In the case of a thread pool, it is instructive to break the functionality into three categories of operations relative to the underlying queue: Front, Middle, and Back. At the back of the queue (refer to Figure 1), we need to enable/disable clients from adding work items. Enabling or disabling the queue does not affect the items already in the queue [Middle], nor any worker threads processing these items [Front].
In the middle of the queue, we have two operations that result in purging all pending items in the queue: 'drainJobs()' and 'removeJobs()' If we invoke 'removeJobs()', then all currently pending (i.e., not started) work items will be removed (i.e., canceled). During this process, clients attempting to add work items [Back] will block, but their eventual success or failure, (which is based solely on whether the queue is enabled or disabled) is not affected. Note that jobs that are already in progress [Front] are also unaffected. Similarly, invoking our orthogonal 'drainJobs()' method will block enqueuing clients until all pending jobs have completed, but will not affect the enabledness of the thread pool [Back], nor the processing of work items [Front].
Finally we come to the front of the queue, which addresses the processing of jobs. A (typically fixed) number of worker threads is specified at construction. The thread pool "wakes up" in an enabled state, but without having created the worker threads. Invoking the 'startThreads()' method attempts to create these threads (unless they are already created). The 'startThreads()' method returns 0 if all of these threads are started, and a non-zero value otherwise (in which case none of the worker threads are started). Redundant calls to 'startThreads()' do nothing and return zero. Invoking 'stopThreads()' destroys each worker thread (after it completes any current job). Note that the current contents of the queue [Middle], and the ability to enqueue new jobs [Back] are not affected.
Whether or not started threads should be pulling jobs from the queue and processing them is not necessarily the same as having the user-specified number of worker threads created. In addition to being enabled and started let's consider one more possible state, suspended. If a thread pool is in the suspended state, then even when it is in the started state, it will not attempt to pop jobs from the queue and execute them.
A created threadpool will be created enabled, not suspended, and not started. All three of these qualities are orthogonal and any one of them can be changed at any time.
The vast majority of users will be uninterested in both the 'suspend' and 'disable' features, so it is imperative that newly created threadpools be both non-suspended and enabled so users can remain blissfully ignorant of them.
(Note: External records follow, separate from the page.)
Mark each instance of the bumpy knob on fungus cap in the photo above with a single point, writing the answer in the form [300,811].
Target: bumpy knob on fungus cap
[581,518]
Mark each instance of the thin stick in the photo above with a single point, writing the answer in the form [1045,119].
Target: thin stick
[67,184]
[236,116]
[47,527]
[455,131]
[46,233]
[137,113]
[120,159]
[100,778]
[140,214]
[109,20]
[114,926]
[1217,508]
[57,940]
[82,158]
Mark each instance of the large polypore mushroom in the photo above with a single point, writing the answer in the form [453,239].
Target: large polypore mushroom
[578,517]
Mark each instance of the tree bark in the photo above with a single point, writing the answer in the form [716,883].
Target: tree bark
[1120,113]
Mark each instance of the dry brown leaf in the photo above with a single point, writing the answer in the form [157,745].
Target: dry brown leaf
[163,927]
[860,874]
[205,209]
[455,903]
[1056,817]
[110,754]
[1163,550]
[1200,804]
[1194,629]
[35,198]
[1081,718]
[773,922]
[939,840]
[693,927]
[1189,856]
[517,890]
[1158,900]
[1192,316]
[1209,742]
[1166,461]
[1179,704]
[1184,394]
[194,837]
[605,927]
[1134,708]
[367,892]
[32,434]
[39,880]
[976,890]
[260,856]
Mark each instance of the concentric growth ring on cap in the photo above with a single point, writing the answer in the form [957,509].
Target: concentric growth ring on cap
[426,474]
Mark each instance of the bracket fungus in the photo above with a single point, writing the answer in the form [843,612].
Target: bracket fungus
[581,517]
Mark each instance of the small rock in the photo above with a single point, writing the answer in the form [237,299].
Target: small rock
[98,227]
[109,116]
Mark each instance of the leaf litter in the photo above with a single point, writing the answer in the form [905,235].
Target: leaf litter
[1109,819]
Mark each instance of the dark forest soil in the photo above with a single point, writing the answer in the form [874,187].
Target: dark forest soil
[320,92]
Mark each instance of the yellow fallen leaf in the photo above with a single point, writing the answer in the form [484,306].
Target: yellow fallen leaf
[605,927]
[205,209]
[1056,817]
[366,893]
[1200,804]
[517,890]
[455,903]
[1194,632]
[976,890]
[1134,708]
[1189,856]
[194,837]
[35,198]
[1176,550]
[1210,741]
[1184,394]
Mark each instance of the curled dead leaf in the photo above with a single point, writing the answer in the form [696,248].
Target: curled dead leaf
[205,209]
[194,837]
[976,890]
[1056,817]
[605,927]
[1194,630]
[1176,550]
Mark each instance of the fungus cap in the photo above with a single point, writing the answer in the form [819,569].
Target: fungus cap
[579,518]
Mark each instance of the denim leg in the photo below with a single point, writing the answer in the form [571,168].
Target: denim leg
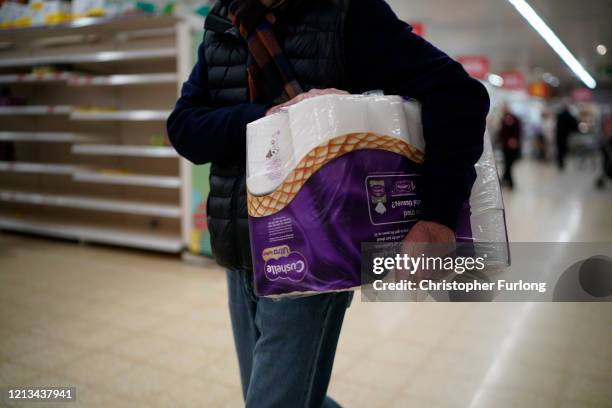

It is also important the first usage examples, if not all of them, omit use of these features to minimize learning time for the typical user.
To conclude this generic overview, we note that there is one common usage that, although not minimal, arguably deserves to be a method of every thread pool class: 'void shutdown()'. This method is best described as a composition of the simple, orthogonal functions described above. In order to shut down a thread pool, we need to first disable the enqueuing of any additional jobs, then remove all of the pending work items, and finally stop all of the active threads:
By making sure that our initial operations are simple and orthogonal, we can ensure that the precise meaning of more complex operations is kept clear.
A thread pool ensures that, on Unix platforms, all the threads in the pool block all asynchronous signals. Specifically all the signals, except the following synchronous signals are blocked.